Gorillas still recognise masters after more than 10 years

Gorillas still recognise masters after more than 10 years

Two gorillas released into the wild in Africa after being reared in captivity still recognise their masters more than a decade later

Two Western lowland gorillas were released into the jungles of West Africa more than a decade ago.

Djalta and Bimms were among the dozens of gorillas raised by conservationist Damian Aspinall at the Howletts Wild Animal Park in Kent, England.

He released them into the wild in 2003.

Mr Aspinall considers the animals part of his family, so his children became acquainted with them at an early age, reported The Dodo, an animal news website.

His eldest daughter, Tansy, was 18 months old when she met Djalta and Bimms, laying the foundation for a friendship that hasn't been forgotten.

Mr Aspinall and Ms Tansy, now 25, recently travelled to the dense forests of Gabon, Africa, which the gorillas now call home, to reunite with them.

"We looked for many hours on the river to find them, and then they appeared after hearing my calls," Mr Aspinall, 54, said in a recent video of the reunion.
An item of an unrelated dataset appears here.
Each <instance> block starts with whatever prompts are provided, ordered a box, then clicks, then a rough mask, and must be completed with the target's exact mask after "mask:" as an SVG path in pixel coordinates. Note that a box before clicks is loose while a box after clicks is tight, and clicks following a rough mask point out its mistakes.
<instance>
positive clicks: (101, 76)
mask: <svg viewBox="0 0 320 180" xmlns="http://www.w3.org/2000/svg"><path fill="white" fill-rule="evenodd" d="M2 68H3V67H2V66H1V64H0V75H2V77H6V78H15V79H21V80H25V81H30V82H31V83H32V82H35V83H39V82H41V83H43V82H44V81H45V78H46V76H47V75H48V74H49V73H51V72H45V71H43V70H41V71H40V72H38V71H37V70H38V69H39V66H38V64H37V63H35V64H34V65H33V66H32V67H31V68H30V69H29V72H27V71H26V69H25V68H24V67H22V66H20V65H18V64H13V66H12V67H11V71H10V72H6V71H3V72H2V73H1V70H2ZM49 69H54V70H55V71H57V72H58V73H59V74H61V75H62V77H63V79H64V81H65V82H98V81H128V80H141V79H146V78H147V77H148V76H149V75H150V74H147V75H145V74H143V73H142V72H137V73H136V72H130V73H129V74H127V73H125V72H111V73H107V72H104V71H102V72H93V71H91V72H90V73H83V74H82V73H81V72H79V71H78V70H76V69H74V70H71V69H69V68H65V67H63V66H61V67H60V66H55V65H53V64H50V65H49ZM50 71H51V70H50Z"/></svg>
"It's a privilege to go and see an animal that you've raised in captivity, you released, and you don't see for a few years, and then you find them in the forest and they greet you like long-lost brothers.

"I can see, the way they were playing with me, how pleased they were to see me. It was so gentle, the way they were playing."

He said he was not sure how the animals would respond to seeing his daughter because they were released to the wild more than 10 years ago.

But despite the long time gap, they seemed to recognise her.

Said Mr Aspinall: "As Tansy approached, I could hear gorilla gurgles, and I felt more and more confident that she would be accepted by them."

Ms Tansy admitted she was apprehensive about meeting the animals whom she had only known in captivity, though she soon found she was no stranger to them.

"It was amazing to see that not only did they know me, they also had such gentle looks on their faces that I felt immediately safe and reassured," Mail Online quoted her as saying.

"At no point did I feel fear."

"It was lovely to see Tansy with her old friends," her father said.

As Tansy approached, I could hear gorilla gurgles, and I felt more and more confident that she would be accepted by them.